对他来说,打架挂彩是很正常的事,一般小磕小碰都不至于用上医生,一方面是丢人,另一方面,“咳,行啊,我本来也打算去。”
他接过纸巾,又揣进兜里。
什么另一方面。
他受个伤看个医生怎么了。
有什么好丢人的。
于是不远处看完整个过程的同伙们瞧着那杵的跟根木头似的少年被挽上了车,眼中惊骇转变为八卦。
“这……”
“咳咳,可能真伤的有点重吧。”张扬故作正经,一把揽过身侧的兄弟,“大哥的事咱少管!走,哥请你们吃饭去!”
“行啊,听说华庭上了新菜,蔚哥是没这个口福喽……”
比起那些个狐朋狗友的快乐,车上的蔚麟显得格外坐立不安。
他个子本来就高,双腿无处安放,如今旁边还坐着个未特意拉开距离的高挑小姐,他稍动一下,那条紧致雪白的腿就会贴上他的,热度沿着单薄的校裤透过来,说不出的烧。

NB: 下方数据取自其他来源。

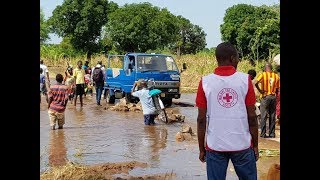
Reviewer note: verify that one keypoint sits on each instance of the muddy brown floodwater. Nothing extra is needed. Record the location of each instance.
(93, 135)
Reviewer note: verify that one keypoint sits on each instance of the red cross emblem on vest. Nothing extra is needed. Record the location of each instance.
(227, 97)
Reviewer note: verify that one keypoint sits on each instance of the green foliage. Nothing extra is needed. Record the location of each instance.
(44, 29)
(81, 21)
(140, 27)
(191, 38)
(254, 30)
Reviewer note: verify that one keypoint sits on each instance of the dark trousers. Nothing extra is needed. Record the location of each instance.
(99, 89)
(149, 119)
(244, 163)
(268, 106)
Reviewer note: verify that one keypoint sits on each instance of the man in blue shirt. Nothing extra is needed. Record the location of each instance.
(148, 109)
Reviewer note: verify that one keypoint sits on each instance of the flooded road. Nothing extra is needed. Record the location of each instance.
(93, 135)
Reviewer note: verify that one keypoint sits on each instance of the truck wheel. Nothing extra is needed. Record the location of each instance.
(167, 102)
(129, 98)
(110, 99)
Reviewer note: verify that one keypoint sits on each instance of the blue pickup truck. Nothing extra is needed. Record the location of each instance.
(123, 70)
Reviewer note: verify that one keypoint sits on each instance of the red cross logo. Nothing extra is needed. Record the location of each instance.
(227, 97)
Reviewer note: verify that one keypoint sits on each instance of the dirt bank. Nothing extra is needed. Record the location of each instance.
(100, 172)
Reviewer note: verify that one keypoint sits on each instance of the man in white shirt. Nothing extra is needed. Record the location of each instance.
(45, 71)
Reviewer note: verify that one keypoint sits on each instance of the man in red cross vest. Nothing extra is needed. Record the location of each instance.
(226, 114)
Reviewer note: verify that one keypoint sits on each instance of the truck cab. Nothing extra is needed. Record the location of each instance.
(124, 70)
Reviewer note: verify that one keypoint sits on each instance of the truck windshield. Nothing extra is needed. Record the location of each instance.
(156, 63)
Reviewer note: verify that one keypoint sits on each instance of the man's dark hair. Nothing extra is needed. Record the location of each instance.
(267, 65)
(278, 68)
(143, 84)
(225, 50)
(252, 73)
(59, 78)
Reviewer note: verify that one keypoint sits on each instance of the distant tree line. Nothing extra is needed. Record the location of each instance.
(254, 30)
(94, 26)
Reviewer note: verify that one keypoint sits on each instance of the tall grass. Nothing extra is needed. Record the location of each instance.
(198, 65)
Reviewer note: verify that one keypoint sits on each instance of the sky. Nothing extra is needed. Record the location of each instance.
(208, 14)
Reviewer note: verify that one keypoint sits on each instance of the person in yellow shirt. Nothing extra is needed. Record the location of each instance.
(270, 84)
(78, 74)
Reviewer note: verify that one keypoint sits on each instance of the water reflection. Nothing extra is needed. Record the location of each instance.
(157, 139)
(57, 149)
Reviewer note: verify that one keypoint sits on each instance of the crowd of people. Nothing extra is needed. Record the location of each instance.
(77, 82)
(227, 126)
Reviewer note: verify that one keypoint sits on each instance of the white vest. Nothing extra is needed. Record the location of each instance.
(228, 128)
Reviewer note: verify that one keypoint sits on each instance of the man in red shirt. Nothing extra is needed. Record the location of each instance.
(226, 115)
(58, 99)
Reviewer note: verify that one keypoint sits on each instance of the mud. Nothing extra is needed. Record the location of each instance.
(102, 171)
(96, 135)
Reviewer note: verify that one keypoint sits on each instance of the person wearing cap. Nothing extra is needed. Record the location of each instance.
(98, 79)
(104, 75)
(270, 84)
(78, 74)
(148, 109)
(69, 81)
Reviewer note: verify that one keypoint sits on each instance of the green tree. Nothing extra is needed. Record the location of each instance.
(44, 29)
(190, 39)
(140, 27)
(81, 21)
(254, 30)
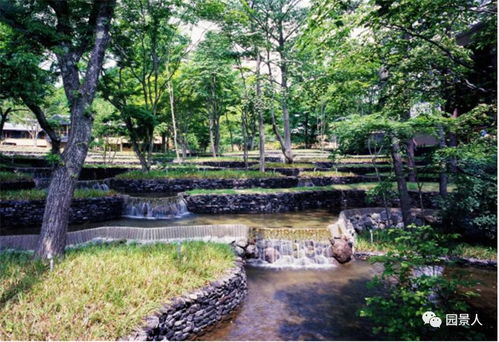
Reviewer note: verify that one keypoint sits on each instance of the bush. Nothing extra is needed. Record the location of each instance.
(471, 209)
(37, 194)
(6, 176)
(414, 284)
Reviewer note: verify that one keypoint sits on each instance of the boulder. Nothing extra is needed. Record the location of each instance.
(251, 251)
(271, 255)
(342, 250)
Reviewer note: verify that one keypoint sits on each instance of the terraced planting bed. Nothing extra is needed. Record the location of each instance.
(127, 283)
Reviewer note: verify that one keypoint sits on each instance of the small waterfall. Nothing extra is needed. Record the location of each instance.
(155, 208)
(285, 247)
(293, 254)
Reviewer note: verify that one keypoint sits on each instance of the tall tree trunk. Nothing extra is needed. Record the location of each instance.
(411, 161)
(259, 108)
(163, 142)
(231, 137)
(212, 136)
(3, 118)
(288, 153)
(307, 145)
(52, 239)
(398, 167)
(278, 135)
(443, 177)
(174, 122)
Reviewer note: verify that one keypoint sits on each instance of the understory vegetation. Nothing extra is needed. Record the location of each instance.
(383, 241)
(100, 292)
(6, 176)
(427, 187)
(415, 282)
(192, 173)
(39, 194)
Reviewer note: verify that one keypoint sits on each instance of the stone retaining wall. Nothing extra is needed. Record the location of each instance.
(285, 201)
(30, 213)
(224, 233)
(175, 185)
(17, 185)
(189, 316)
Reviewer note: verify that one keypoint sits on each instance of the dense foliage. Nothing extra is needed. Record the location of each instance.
(414, 279)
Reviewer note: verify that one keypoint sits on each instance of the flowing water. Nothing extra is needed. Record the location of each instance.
(311, 219)
(298, 304)
(154, 208)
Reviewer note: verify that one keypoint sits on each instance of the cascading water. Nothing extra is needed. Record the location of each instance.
(155, 208)
(293, 252)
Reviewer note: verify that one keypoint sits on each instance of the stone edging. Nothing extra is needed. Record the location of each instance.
(460, 261)
(191, 315)
(221, 232)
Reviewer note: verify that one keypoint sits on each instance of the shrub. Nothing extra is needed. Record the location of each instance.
(6, 176)
(414, 285)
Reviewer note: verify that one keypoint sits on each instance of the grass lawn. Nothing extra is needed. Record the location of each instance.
(428, 187)
(37, 194)
(192, 173)
(382, 242)
(272, 165)
(6, 176)
(326, 174)
(100, 292)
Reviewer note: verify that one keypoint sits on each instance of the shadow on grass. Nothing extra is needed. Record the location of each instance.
(18, 274)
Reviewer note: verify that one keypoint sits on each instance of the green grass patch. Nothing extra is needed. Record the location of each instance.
(273, 165)
(100, 292)
(213, 159)
(327, 174)
(362, 160)
(110, 165)
(39, 194)
(386, 174)
(192, 173)
(6, 176)
(428, 187)
(383, 242)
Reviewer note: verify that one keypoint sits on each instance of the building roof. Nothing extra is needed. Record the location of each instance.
(17, 127)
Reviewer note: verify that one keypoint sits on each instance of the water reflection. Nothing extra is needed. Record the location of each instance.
(302, 305)
(293, 304)
(304, 219)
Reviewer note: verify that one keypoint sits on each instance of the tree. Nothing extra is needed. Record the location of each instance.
(279, 22)
(414, 282)
(23, 82)
(148, 49)
(212, 81)
(69, 30)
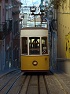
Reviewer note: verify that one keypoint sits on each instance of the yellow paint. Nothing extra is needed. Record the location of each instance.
(63, 28)
(43, 62)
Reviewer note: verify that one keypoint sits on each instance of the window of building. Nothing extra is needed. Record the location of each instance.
(24, 45)
(34, 45)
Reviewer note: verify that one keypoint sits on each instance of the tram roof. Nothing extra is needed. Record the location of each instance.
(34, 28)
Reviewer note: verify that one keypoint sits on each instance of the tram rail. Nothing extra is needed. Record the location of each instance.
(34, 84)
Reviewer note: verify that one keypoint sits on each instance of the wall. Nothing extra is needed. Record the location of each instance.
(63, 29)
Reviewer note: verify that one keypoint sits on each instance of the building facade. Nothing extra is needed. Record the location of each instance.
(9, 33)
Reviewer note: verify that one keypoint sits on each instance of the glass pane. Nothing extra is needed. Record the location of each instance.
(34, 45)
(24, 45)
(44, 45)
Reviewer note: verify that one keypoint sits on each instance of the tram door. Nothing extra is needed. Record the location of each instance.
(34, 45)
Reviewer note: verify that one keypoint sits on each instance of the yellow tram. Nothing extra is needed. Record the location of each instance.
(34, 49)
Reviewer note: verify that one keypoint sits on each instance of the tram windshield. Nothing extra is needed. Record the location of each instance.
(44, 45)
(34, 45)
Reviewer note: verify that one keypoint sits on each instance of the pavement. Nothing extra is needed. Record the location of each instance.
(2, 73)
(64, 80)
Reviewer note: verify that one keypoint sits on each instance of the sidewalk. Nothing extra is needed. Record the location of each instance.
(2, 73)
(64, 79)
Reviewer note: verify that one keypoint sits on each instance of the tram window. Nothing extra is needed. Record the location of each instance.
(44, 45)
(24, 45)
(34, 45)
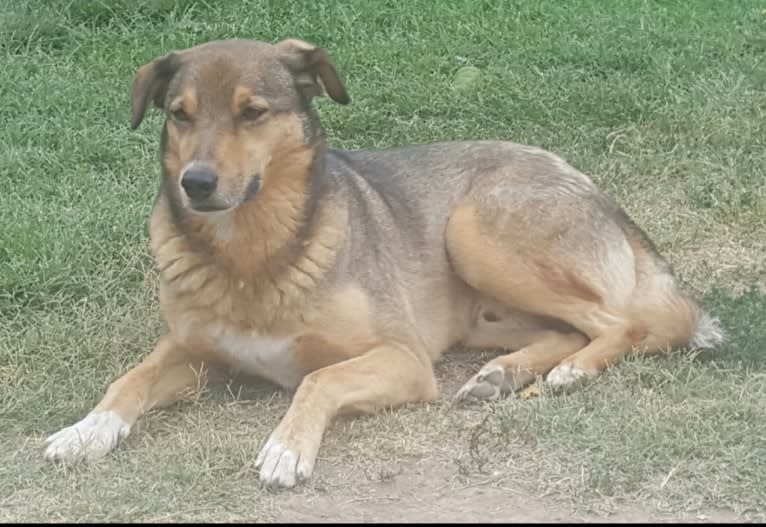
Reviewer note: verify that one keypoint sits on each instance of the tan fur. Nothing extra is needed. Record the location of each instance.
(344, 276)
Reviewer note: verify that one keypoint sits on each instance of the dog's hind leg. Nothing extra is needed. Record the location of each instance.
(583, 267)
(538, 351)
(164, 376)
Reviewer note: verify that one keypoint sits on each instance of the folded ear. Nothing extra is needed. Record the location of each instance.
(307, 62)
(151, 84)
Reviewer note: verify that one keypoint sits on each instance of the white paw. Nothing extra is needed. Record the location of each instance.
(564, 375)
(89, 439)
(281, 466)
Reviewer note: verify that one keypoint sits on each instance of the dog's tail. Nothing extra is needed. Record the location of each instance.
(708, 332)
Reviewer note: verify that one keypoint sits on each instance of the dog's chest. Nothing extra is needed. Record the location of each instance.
(270, 357)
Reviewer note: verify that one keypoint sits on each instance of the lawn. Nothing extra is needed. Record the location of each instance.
(662, 102)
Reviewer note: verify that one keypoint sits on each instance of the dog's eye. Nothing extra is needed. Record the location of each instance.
(180, 116)
(251, 113)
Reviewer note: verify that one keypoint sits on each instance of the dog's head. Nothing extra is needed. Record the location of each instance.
(235, 111)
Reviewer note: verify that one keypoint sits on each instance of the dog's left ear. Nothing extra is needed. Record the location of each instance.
(307, 62)
(150, 84)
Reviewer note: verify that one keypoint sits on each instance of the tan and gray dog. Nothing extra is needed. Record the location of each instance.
(345, 275)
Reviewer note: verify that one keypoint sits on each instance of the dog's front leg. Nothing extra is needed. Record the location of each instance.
(161, 378)
(386, 376)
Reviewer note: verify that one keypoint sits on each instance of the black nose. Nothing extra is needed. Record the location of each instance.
(199, 182)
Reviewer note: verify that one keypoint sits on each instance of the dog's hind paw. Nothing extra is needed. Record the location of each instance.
(565, 375)
(486, 385)
(89, 439)
(282, 466)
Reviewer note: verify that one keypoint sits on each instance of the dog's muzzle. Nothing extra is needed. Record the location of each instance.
(199, 182)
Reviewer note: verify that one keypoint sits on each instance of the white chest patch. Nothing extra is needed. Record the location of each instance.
(268, 357)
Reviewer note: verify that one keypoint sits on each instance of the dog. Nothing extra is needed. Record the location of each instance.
(344, 275)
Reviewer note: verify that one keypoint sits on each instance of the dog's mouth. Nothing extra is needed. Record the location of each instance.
(220, 204)
(252, 188)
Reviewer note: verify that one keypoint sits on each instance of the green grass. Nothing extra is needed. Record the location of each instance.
(662, 102)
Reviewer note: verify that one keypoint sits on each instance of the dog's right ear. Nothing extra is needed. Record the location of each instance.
(151, 84)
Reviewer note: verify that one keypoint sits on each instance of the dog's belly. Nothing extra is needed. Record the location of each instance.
(272, 358)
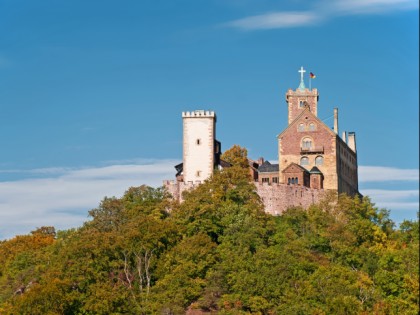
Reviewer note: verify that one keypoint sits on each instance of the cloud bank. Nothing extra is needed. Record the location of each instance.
(62, 197)
(321, 11)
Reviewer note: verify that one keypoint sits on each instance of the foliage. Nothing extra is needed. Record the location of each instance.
(216, 252)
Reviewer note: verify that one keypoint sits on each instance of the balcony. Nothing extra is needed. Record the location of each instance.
(312, 150)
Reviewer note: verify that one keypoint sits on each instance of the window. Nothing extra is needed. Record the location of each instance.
(304, 161)
(319, 160)
(301, 127)
(306, 143)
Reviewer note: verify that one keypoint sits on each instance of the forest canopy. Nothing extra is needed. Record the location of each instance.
(215, 253)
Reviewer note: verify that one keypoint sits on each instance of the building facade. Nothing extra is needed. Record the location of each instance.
(312, 158)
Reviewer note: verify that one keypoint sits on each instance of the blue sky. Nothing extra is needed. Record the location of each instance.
(91, 93)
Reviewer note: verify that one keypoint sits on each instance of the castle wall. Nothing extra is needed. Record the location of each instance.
(324, 145)
(347, 169)
(176, 188)
(275, 197)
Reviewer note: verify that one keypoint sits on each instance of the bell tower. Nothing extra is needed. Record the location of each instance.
(300, 99)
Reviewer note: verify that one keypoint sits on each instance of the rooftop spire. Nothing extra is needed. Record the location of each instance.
(302, 84)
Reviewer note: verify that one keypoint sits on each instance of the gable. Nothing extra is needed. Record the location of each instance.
(320, 125)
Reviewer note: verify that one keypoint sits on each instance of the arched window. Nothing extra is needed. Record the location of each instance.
(304, 161)
(301, 127)
(306, 143)
(319, 160)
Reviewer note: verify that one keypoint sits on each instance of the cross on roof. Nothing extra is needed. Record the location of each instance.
(301, 73)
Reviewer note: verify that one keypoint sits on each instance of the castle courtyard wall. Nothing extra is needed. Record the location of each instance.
(276, 198)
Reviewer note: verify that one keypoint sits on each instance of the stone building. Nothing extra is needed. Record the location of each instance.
(312, 158)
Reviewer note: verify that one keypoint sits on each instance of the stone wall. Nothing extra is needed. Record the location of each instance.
(276, 197)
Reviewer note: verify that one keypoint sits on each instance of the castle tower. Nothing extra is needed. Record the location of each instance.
(309, 143)
(301, 99)
(200, 148)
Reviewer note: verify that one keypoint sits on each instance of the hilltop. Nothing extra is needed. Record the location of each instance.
(217, 252)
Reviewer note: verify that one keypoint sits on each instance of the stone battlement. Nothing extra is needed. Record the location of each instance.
(275, 197)
(278, 197)
(198, 114)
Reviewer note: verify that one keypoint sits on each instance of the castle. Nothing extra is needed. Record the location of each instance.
(312, 158)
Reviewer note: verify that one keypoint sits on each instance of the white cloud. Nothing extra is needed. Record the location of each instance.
(63, 198)
(394, 199)
(322, 10)
(275, 20)
(386, 174)
(373, 6)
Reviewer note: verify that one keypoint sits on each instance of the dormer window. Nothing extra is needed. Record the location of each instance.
(306, 143)
(312, 127)
(304, 161)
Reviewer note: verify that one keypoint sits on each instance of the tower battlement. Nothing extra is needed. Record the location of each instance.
(198, 113)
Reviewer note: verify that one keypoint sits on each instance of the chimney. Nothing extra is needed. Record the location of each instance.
(344, 137)
(352, 141)
(336, 120)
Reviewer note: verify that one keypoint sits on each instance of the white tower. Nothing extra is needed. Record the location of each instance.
(199, 145)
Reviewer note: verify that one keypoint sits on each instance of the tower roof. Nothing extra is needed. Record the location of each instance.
(302, 83)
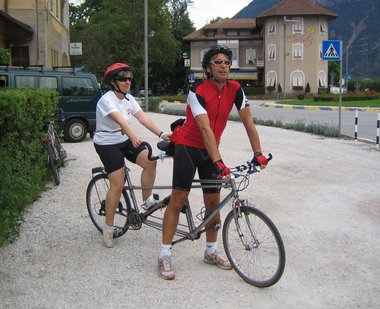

就像是有什么东西从布料的缝隙里钻进来,一点点爬满大半个身体,点燃。
偏生旁侧的人像是毫无察觉,垂眸看着平板上颤动的红绿线条,无动于衷。
他只能把目光转到别的地方,故作淡定的摸手机,摸空后才想起来,手机忘在了器材室。
旁侧的人也注意到他的动作,眸中闪过一丝了然,很快从西服口袋摸出一部手机,递了过来,“今天下午你走的有点急,我就先收起来了,刚好现在还你。”
“……谢谢。”
“不必客气。”少女弯着眼笑。
他又想起今天下午自己干的蠢事,手一抖,指腹触到那温凉的指尖,仿佛被烫着了般,一下没拿住。
于是他看着自己的手机掉到那双腿上,争气的卡进光洁的腿缝里。
“……”气氛骤然安静。
有那么一瞬间,蔚麟都想从车上跳下去。
这车上已经没有他能待的地方了。